L’Aigle royal est une espèce emblématique des parcs nationaux français et classé en tête de liste des travaux sur la hiérarchisation des enjeux de conservation avifaunistiques des parcs. Du XIXe siècle jusqu’aux années 1970, les populations d’aigles, comme celles de nombreux autres rapaces, ont connu un fort déclin en France et en Europe (Decorde and Ricau 2009). Craint et considéré comme nuisible, l’Aigle royal a subi de nombreuses persécutions par l’Homme (tirs, empoisonnements et destruction des nids) durant de nombreux siècles. Suite à la protection de l’espèce en France dès 1964, les populations ont connu un fort regain démographique, en particulier dans les parcs nationaux. Pourtant, l’aigle royal est encore exposé à diverses pressions anthropiques comme les collisions avec des câbles électriques ou les électrocutions qui peuvent être à l’origine d’une surmortalité importante. Au-delà de ces risques de collision, l’empoisonnement, le saturnisme, le tir mais également le dérangement lors de la reproduction sont des menaces qui pèsent toujours sur les populations d’aigles, ainsi que sur celles des autres grands rapaces (Grand-duc, Gypaète barbu, etc.).

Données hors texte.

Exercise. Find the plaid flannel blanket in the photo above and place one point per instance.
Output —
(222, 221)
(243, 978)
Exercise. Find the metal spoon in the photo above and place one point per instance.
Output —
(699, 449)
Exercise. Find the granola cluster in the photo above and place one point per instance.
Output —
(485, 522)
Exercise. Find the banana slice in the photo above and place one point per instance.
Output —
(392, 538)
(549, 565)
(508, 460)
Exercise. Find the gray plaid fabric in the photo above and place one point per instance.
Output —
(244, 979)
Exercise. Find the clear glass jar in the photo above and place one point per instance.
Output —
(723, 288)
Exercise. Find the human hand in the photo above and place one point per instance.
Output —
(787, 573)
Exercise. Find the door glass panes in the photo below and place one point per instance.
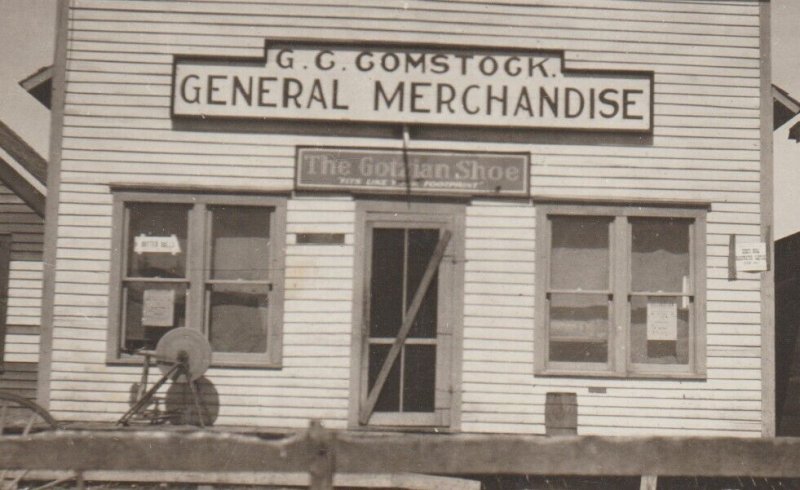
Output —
(238, 288)
(421, 244)
(386, 283)
(399, 259)
(659, 254)
(155, 288)
(580, 253)
(389, 399)
(418, 395)
(659, 329)
(579, 327)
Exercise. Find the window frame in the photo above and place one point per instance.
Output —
(198, 218)
(619, 364)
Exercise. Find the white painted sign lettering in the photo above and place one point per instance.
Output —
(410, 85)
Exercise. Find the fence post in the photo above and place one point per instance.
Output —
(323, 459)
(649, 482)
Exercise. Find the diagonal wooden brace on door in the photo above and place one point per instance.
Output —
(405, 329)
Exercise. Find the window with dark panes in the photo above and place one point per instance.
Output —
(621, 290)
(156, 282)
(212, 263)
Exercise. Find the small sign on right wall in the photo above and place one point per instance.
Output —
(750, 257)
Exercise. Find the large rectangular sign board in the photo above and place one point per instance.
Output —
(367, 170)
(401, 84)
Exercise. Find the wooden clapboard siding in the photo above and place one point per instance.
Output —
(705, 146)
(23, 315)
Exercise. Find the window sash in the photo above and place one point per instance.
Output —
(620, 293)
(197, 279)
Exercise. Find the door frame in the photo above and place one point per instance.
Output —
(453, 216)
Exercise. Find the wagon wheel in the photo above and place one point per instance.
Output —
(20, 417)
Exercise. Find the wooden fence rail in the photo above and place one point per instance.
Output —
(321, 453)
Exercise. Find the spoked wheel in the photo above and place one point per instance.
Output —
(20, 417)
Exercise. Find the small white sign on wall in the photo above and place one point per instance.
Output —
(751, 257)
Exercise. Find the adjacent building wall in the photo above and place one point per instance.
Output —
(705, 147)
(18, 367)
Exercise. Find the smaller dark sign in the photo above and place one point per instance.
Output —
(369, 170)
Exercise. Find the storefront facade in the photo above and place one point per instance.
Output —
(417, 214)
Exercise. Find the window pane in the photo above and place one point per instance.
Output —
(238, 318)
(579, 328)
(421, 244)
(580, 252)
(240, 242)
(389, 399)
(419, 378)
(659, 330)
(660, 254)
(151, 310)
(161, 255)
(386, 283)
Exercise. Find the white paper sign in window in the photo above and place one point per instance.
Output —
(662, 319)
(158, 308)
(156, 244)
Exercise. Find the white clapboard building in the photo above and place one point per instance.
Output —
(22, 205)
(430, 215)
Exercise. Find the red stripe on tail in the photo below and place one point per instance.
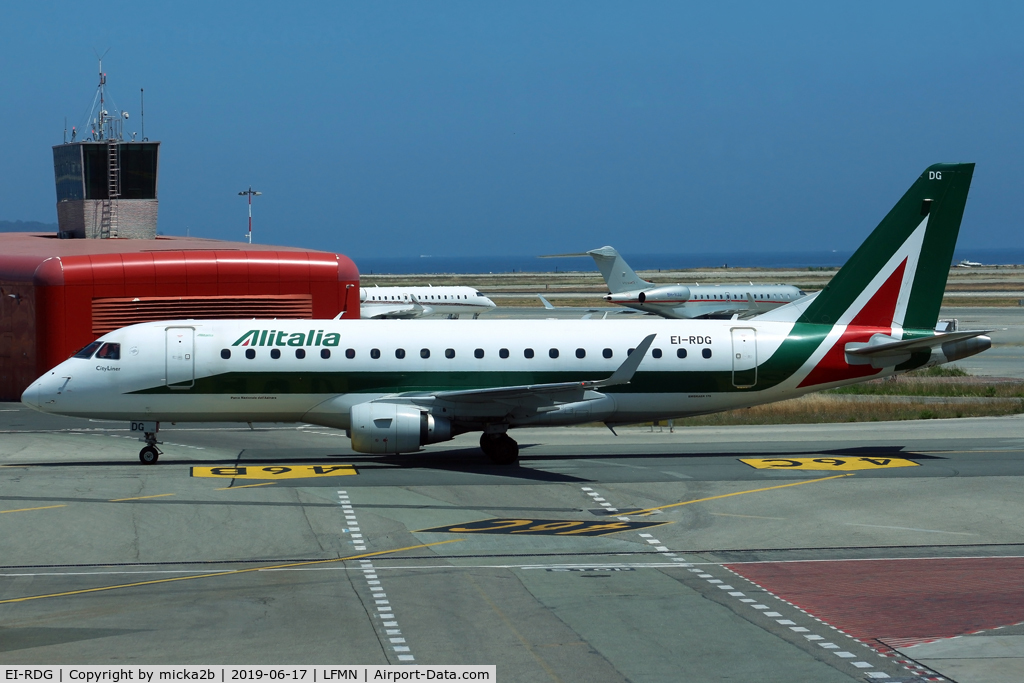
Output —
(875, 317)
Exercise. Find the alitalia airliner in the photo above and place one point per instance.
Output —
(396, 385)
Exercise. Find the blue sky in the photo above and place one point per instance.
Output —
(525, 128)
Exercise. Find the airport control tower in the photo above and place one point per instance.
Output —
(107, 185)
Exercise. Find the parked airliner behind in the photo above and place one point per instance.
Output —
(628, 289)
(408, 302)
(396, 386)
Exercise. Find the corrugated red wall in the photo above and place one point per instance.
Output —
(61, 289)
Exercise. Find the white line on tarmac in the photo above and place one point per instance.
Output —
(908, 528)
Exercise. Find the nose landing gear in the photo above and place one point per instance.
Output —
(501, 449)
(150, 453)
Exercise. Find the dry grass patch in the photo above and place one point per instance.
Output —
(822, 409)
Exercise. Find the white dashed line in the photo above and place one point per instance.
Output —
(385, 612)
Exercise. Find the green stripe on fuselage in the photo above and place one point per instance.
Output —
(791, 355)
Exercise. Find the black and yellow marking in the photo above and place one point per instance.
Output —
(274, 471)
(228, 572)
(541, 527)
(826, 463)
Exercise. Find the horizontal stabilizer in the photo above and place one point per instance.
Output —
(883, 351)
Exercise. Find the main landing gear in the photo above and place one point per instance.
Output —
(150, 453)
(501, 449)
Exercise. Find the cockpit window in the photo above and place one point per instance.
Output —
(110, 351)
(88, 350)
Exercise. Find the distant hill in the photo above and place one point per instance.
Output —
(27, 226)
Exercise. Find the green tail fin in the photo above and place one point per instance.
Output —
(900, 271)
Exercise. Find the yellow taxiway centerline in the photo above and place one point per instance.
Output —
(738, 493)
(48, 507)
(224, 573)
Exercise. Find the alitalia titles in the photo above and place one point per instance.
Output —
(283, 338)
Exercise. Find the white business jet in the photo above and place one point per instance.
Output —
(626, 288)
(409, 302)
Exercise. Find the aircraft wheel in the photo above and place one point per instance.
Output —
(501, 449)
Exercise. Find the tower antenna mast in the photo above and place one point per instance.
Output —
(251, 193)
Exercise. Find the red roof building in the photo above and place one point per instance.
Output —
(58, 295)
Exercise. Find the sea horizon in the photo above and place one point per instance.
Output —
(430, 264)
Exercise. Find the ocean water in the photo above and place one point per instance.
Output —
(796, 259)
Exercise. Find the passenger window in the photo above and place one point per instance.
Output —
(88, 350)
(110, 351)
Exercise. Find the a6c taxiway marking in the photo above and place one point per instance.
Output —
(274, 471)
(826, 463)
(541, 527)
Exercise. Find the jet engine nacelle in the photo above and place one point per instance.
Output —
(669, 294)
(394, 428)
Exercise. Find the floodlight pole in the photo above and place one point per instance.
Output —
(251, 193)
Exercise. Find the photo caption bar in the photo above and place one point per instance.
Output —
(230, 674)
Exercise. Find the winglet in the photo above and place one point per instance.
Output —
(629, 367)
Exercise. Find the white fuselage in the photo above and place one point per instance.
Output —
(176, 371)
(687, 301)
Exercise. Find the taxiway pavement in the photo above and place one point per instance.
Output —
(735, 553)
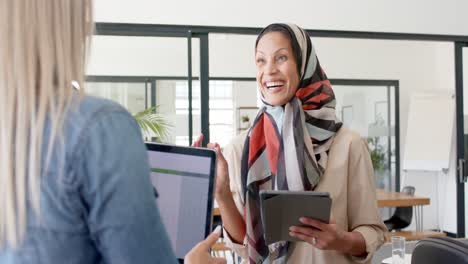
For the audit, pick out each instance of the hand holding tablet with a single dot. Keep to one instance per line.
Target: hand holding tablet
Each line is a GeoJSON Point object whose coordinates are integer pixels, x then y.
{"type": "Point", "coordinates": [282, 209]}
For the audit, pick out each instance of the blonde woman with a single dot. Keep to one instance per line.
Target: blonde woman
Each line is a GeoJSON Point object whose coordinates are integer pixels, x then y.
{"type": "Point", "coordinates": [74, 178]}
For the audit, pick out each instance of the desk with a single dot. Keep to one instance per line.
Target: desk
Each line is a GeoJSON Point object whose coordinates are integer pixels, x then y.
{"type": "Point", "coordinates": [392, 199]}
{"type": "Point", "coordinates": [396, 199]}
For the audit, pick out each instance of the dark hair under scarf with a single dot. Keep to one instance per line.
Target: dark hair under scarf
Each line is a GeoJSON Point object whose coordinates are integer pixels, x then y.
{"type": "Point", "coordinates": [290, 141]}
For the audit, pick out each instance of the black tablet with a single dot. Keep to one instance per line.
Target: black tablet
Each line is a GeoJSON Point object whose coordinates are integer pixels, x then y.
{"type": "Point", "coordinates": [282, 209]}
{"type": "Point", "coordinates": [183, 178]}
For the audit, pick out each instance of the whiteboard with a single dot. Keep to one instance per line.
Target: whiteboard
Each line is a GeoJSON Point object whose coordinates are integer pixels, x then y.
{"type": "Point", "coordinates": [429, 132]}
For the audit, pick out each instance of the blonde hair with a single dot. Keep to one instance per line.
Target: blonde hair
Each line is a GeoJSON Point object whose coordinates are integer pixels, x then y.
{"type": "Point", "coordinates": [42, 50]}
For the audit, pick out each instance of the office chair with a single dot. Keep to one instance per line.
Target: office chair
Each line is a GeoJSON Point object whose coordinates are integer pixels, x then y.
{"type": "Point", "coordinates": [440, 250]}
{"type": "Point", "coordinates": [402, 216]}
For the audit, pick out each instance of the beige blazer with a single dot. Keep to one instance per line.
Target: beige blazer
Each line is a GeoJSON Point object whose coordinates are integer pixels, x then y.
{"type": "Point", "coordinates": [349, 178]}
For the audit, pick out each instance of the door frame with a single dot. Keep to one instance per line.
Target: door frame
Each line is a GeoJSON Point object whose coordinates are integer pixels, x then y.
{"type": "Point", "coordinates": [461, 160]}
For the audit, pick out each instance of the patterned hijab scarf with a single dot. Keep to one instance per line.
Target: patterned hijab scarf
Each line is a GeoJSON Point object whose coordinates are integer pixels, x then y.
{"type": "Point", "coordinates": [287, 146]}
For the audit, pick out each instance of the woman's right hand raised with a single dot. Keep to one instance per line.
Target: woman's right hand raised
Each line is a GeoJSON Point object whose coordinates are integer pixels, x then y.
{"type": "Point", "coordinates": [222, 191]}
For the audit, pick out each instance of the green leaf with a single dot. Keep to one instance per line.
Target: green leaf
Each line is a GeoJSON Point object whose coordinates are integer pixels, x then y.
{"type": "Point", "coordinates": [153, 124]}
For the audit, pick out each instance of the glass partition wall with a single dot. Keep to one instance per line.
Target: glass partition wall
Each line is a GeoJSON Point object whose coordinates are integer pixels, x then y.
{"type": "Point", "coordinates": [142, 72]}
{"type": "Point", "coordinates": [373, 79]}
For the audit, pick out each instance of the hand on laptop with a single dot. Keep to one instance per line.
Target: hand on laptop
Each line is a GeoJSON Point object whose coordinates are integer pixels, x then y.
{"type": "Point", "coordinates": [200, 254]}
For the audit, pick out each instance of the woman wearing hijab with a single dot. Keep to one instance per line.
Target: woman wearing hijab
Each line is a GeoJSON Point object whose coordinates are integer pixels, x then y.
{"type": "Point", "coordinates": [297, 143]}
{"type": "Point", "coordinates": [74, 175]}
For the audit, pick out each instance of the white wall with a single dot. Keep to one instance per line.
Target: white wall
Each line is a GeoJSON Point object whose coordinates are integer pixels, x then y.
{"type": "Point", "coordinates": [420, 66]}
{"type": "Point", "coordinates": [141, 56]}
{"type": "Point", "coordinates": [415, 16]}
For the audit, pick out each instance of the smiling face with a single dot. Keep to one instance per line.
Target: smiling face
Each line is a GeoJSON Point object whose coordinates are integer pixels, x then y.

L’Aigle royal fait l’objet d’un suivi dans les Parcs nationaux depuis les années 1970. Le marquage individuel des jeunes et des adultes étant très difficile, et la relecture de bagues quasiment impossible, les parcs nationaux se concentrent sur un suivi de la reproduction des couples comme indicateur de l’état de santé de la population. Cependant, l’Aigle royal étant une espèce longévive, la survie adulte est le paramètre qui a le plus d’influence sur la dynamique de ses populations. Il est donc primordial d’estimer ce paramètre pour mieux rendre compte de l’état de santé de ses populations. L’estimation de cette survie suppose de pouvoir identifier et suivre les aigles individuellement au cours des années. Envisager un suivi de type Capture-Marquage-Recapture « classique » basé sur la pause de bagues semble bien trop complexe et couteux pour les parcs nationaux français. Une alternative possible repose sur l’identification individuelle à partir de marqueurs génétiques (microsatellites), une méthode qui est de plus en plus utilisée dans les suivis de faune sauvage (Woods et al. 1999, Ernest et al. 2000). Un des avantages de cette technique est qu’elle fournit une méthode d’identification non-intrusive car le matériel génétique peut être récolté dans les nids. Cette technique a été utilisée avec succès chez l’Aigle impérial (Aquila heliaca) en Asie Centrale (Rudnick et al. 2005).
Nous avons débuté, en 2019, une étude pilote visant à évaluer la faisabilité d’un tel suivi non-invasif. L’analyse de plus de 150 échantillons de plumes de différents parcs nationaux sur une vaste zone géographique de l’aire de présence de l’espèce en France a été conduite sur la base de marqueurs microsatellites mis au point spécifiquement pour cette étude par le laboratoire Antagène. Elle a permis de montrer que les plumes collectées dans les nids permettaient bien l’identification individuelle. Le stage proposé ici vise à réaliser une analyse fine des données disponibles pour proposer un protocole précis d’estimation de la survie des aigles à travers cette approche.
Pour mener à bien cette étude, le stagiaire aura notamment pour mission :
– D’analyser la variabilité des marqueurs pour calculer les probabilités d’identité des individus et déterminer ainsi le nombre de marqueurs nécessaires par la suite
– De réaliser des tests de puissance pour déterminer le nombre d’individus à identifier chaque année
– De budgétiser le coût total de l’étude sachant le coût de la collecte et de l’analyse de données (incluant les échantillons qui ne sont pas identifiés avec suffisamment de précision)
– De rédiger un protocole détaillé à destination des parcs nationaux

Profil recherché :
– Bonnes connaissances et appétence pour la génétique des populations
– Bonnes capacités d’analyse statistique et de programmation sous R
– Connaissances naturalistes, notamment ornithologiques, bienvenues.